New Grass est enregistré les 5 et 6 septembre 1968 sur le label Impulse.
"Albert Ayler incarne le rêve que je n’ai jamais pu réaliser". John Coltrane
Le voici l’objet du scandale, l’album qui sera reproché à Albert Ayler… Il a flirté avec la pop ! Ce disque est un disque commercial ! Albert a vendu son âme contre quelques dollars ! Lui, le chantre du Free, lui qui a repoussé les limites, le voilà pris en flagrant délit de prostitution de son art ! Shame, oui honte à lui ! Freejazzator nous te honnissons ! Ainsi crient à l’unisson les puristes du jazz, ceux qui l’ont tant aimé, ceux qui, il y a peu, l’ont reconnu et encensé.
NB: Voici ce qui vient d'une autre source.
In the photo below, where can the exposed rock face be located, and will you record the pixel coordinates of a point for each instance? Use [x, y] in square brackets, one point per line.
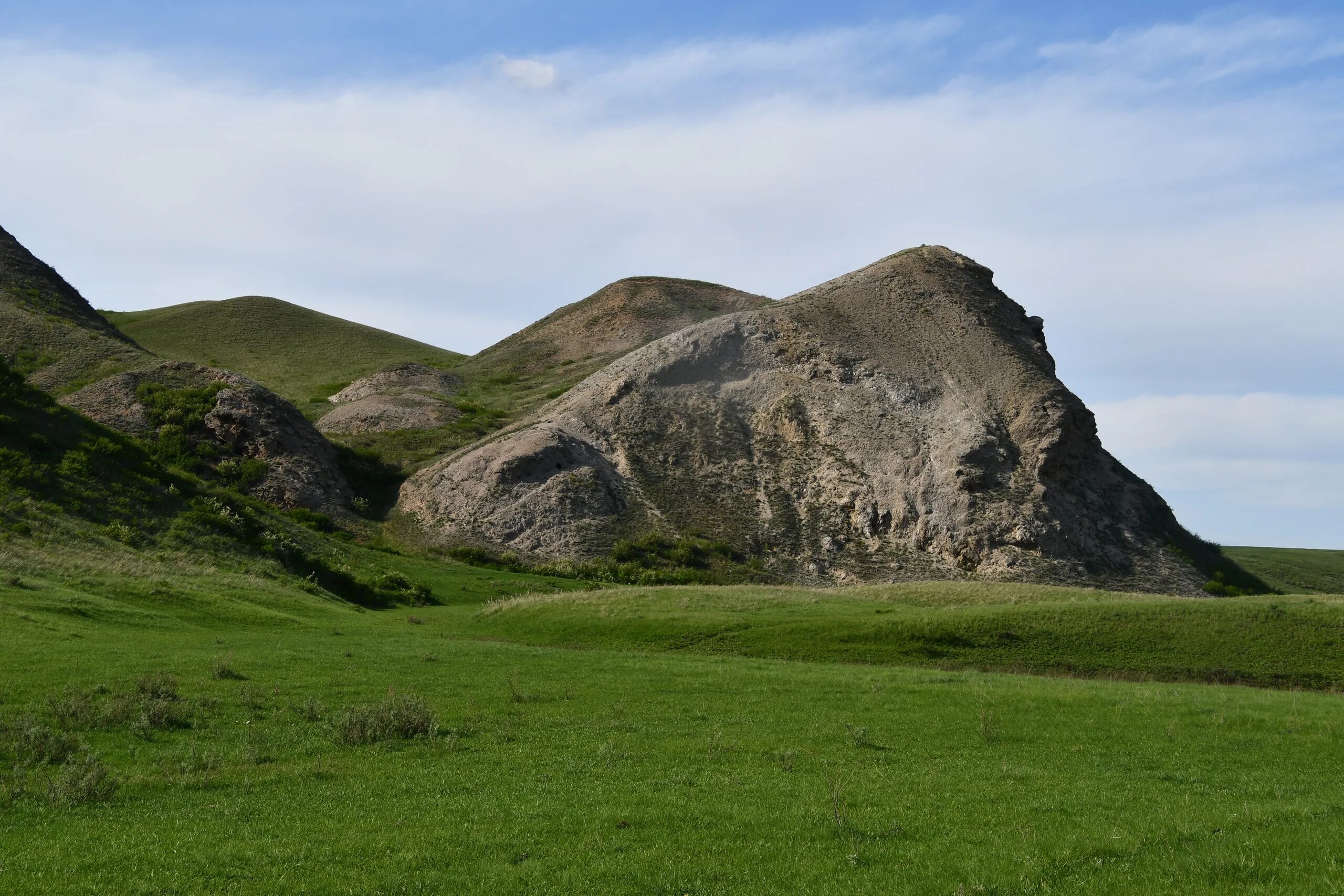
[248, 419]
[49, 331]
[411, 397]
[898, 422]
[401, 379]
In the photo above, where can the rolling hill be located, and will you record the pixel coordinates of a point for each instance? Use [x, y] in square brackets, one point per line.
[296, 352]
[543, 359]
[50, 332]
[1294, 570]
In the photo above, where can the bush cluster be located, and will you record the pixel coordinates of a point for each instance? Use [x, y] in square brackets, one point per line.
[652, 559]
[394, 718]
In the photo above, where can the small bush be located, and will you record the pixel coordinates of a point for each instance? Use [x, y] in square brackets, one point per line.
[400, 587]
[858, 735]
[988, 726]
[395, 718]
[312, 520]
[224, 668]
[87, 781]
[243, 472]
[311, 710]
[34, 745]
[75, 708]
[158, 686]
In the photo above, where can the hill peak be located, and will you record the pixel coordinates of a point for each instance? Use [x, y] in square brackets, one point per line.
[49, 332]
[617, 319]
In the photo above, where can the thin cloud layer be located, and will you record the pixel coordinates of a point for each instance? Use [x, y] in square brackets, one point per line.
[1178, 234]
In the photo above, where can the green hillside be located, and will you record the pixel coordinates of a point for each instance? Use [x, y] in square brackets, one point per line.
[1268, 641]
[293, 351]
[1295, 570]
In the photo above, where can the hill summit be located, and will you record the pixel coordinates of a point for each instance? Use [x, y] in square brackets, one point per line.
[49, 331]
[300, 354]
[898, 422]
[615, 320]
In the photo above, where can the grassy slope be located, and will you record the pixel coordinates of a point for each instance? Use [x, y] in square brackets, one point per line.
[293, 351]
[49, 331]
[541, 362]
[618, 773]
[1295, 570]
[1264, 641]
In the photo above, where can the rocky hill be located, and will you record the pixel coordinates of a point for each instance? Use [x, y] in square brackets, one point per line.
[543, 359]
[899, 422]
[407, 397]
[224, 425]
[49, 331]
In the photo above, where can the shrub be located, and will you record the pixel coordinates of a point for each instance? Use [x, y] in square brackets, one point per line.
[311, 710]
[224, 668]
[243, 472]
[34, 743]
[87, 781]
[312, 520]
[75, 708]
[395, 718]
[1221, 589]
[400, 587]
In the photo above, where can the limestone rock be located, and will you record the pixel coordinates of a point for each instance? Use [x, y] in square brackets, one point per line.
[248, 419]
[411, 397]
[899, 422]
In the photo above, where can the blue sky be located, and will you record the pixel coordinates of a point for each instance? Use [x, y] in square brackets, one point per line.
[1163, 182]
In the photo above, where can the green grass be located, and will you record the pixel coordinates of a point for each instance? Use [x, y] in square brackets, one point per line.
[628, 773]
[1011, 628]
[1295, 570]
[49, 331]
[292, 351]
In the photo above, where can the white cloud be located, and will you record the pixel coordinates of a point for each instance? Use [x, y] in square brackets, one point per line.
[533, 75]
[1178, 236]
[1242, 465]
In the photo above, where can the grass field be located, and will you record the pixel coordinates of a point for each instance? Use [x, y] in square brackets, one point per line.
[202, 695]
[1040, 629]
[632, 767]
[300, 354]
[1295, 570]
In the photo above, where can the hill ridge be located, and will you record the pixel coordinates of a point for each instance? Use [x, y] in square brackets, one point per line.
[901, 421]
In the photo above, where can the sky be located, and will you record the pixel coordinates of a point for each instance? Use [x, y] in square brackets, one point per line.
[1162, 182]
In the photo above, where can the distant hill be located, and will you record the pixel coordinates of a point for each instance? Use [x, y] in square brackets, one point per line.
[298, 352]
[50, 332]
[1295, 570]
[898, 422]
[542, 359]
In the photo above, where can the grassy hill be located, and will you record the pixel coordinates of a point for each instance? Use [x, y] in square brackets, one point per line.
[1294, 570]
[545, 359]
[421, 750]
[956, 625]
[300, 354]
[47, 330]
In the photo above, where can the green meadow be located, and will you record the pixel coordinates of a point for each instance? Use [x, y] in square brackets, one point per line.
[518, 738]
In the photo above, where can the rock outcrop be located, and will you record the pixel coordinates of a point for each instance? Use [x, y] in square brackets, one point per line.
[899, 422]
[409, 397]
[246, 421]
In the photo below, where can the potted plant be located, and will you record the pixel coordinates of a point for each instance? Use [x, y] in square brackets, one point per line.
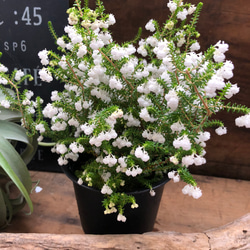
[15, 180]
[132, 115]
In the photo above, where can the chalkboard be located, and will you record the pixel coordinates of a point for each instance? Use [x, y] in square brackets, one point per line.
[23, 33]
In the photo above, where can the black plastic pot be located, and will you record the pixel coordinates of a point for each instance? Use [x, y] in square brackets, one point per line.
[94, 221]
Alors, New Grass, une concession ?
La querelle est maintenant (un peu) oubliée, les années sont passées et on peut observer l’objet du délit (délire) avec un œil neuf et une oreille apaisée. Pour comprendre cet album consacré au rhythm and blues il faut replonger dans le passé, pendant son adolescence Albert Ayler s’est consacré essentiellement à ce style de musique et l’a joué avec divers groupes, il l’aime sincèrement, elle le forge et le façonne, il l’aime et ne la reniera point. Ce n’est pas l’artiste d’un genre musical, mais de tous les genres…
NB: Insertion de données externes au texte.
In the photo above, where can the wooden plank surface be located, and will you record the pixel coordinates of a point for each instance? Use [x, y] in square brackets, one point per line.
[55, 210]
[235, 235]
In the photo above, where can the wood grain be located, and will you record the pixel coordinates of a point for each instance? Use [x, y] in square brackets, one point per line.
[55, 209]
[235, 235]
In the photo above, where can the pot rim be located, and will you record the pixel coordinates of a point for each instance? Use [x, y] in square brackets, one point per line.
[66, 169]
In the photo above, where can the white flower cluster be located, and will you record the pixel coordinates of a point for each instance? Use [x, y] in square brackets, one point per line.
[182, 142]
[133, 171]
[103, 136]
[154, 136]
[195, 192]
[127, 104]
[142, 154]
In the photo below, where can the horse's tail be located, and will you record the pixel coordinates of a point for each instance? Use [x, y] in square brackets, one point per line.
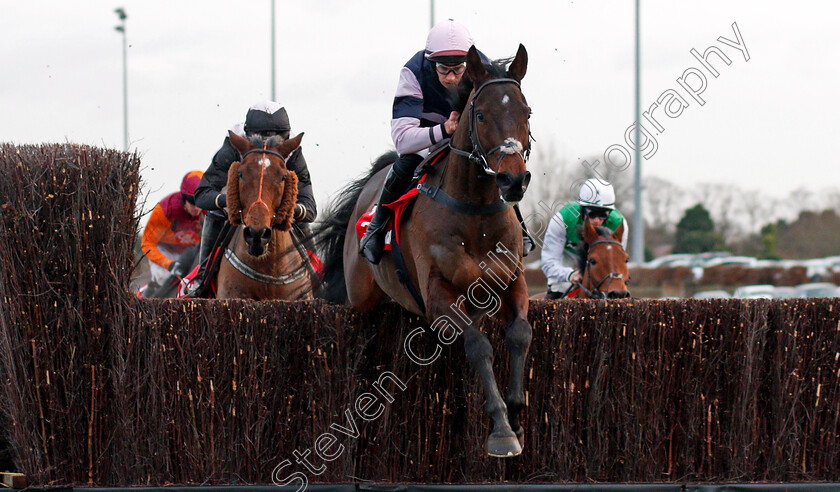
[330, 233]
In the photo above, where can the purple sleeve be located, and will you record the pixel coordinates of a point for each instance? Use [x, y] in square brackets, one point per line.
[409, 137]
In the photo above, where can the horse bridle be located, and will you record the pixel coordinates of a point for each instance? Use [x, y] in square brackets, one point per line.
[596, 292]
[478, 156]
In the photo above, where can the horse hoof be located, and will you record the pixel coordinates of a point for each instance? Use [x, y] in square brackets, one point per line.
[503, 447]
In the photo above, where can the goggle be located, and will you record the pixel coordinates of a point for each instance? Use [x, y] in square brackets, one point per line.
[597, 213]
[447, 69]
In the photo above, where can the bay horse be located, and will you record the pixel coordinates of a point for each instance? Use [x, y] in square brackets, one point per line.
[603, 263]
[462, 235]
[263, 261]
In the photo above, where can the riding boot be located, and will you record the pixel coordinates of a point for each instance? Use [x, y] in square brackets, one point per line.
[373, 242]
[527, 242]
[209, 236]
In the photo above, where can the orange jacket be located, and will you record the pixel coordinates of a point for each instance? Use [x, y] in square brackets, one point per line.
[172, 226]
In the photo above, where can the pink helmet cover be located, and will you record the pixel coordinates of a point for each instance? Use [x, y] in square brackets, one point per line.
[448, 38]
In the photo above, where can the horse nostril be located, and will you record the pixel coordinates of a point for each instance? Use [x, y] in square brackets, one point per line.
[504, 180]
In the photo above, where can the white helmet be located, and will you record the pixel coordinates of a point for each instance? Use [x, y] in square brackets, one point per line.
[597, 193]
[448, 42]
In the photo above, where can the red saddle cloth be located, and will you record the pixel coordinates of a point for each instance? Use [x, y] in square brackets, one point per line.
[398, 206]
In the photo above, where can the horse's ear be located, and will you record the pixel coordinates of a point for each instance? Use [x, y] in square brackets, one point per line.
[289, 146]
[286, 210]
[619, 232]
[476, 70]
[590, 235]
[519, 65]
[239, 143]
Il a toujours voulu émouvoir son auditoire, son énorme vibrato, son investissement physique, sa générosité poignante, tout cela c’est avant tout pour toucher son public. Il faut plutôt voir en New Grass un pont entre sa musique et les autres, une tentative pour mieux faire comprendre son art, un effort en direction d’autrui… Cet album porte en lui une tentative pour gommer les aspérités et la rugosité de sa musique qui peut représenter un obstacle pour l’auditeur… Albert Ayler a en effet beaucoup souffert de cette incompréhension qui parfois se transforme en hostilité et même en en agressivité à son égard.
Pourtant l’album s’ouvre dans une atmosphère très free, en parfaite continuité avec ses autres albums. « New Grass» commence par un solo de saxophone strident, un long cri qui se prolonge jusque dans le suraigu, puis Bill Folwell gratte les cordes de sa basse pour lui faire écho, le duo fait place ensuite à Message From Albert, un poème/présentation dit par qui vous savez…
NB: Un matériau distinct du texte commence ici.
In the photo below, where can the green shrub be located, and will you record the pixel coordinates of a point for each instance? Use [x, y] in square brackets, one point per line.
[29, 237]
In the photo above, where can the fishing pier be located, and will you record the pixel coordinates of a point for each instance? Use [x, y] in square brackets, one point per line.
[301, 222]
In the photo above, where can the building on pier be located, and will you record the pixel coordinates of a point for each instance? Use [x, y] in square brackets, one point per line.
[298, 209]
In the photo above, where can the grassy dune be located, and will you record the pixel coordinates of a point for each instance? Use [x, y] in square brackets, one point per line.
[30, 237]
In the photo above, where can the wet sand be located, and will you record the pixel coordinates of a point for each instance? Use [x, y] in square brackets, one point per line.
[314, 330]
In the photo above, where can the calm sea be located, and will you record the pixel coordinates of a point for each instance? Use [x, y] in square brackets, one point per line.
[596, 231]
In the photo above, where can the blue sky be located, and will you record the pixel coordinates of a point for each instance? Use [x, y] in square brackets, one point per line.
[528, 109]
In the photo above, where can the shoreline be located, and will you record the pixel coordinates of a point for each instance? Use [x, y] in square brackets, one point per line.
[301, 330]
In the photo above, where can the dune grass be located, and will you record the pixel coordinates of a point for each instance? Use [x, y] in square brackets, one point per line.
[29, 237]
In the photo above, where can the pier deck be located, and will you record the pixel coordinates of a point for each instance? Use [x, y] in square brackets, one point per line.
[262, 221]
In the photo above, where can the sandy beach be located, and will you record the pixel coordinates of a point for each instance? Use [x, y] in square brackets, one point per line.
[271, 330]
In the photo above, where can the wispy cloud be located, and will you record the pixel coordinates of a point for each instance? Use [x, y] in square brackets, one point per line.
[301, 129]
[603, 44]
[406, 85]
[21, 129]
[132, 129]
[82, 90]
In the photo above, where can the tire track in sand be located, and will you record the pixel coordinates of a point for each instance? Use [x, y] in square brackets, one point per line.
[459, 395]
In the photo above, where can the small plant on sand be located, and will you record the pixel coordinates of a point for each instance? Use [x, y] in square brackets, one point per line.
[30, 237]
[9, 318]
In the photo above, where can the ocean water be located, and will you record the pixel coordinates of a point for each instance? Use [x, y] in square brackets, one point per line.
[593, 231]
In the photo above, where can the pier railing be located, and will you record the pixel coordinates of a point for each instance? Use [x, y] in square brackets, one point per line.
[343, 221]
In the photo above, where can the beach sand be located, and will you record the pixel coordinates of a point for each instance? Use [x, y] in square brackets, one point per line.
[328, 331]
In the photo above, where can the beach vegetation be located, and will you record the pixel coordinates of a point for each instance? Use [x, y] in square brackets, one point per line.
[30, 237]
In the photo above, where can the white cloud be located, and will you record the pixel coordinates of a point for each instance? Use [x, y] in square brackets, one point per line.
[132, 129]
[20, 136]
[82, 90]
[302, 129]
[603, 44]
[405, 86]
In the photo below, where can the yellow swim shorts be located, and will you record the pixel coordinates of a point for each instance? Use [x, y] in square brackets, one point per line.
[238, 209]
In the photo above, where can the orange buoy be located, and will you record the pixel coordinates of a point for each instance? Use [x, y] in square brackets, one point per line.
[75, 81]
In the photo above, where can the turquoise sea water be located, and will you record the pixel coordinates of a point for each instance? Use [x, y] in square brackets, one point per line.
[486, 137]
Ensuite tout bascule vers une série de rhythm and blues effrénés, on y entend un chœur Gospel, une basse électrique, une section de cuivres, des rythmes binaires et la musique devient dansante, joyeuse et festive, toute la tradition gospel y est rassemblée, la foi, l’église et la soul… C’est bien sans se renier et porté par un élan d’ouverture qu’il bascule à nouveau les barrières et recule les limites!
Ce message d’amour universel représente donc une porte d’entrée rêvée pour aborder Albert Ayler.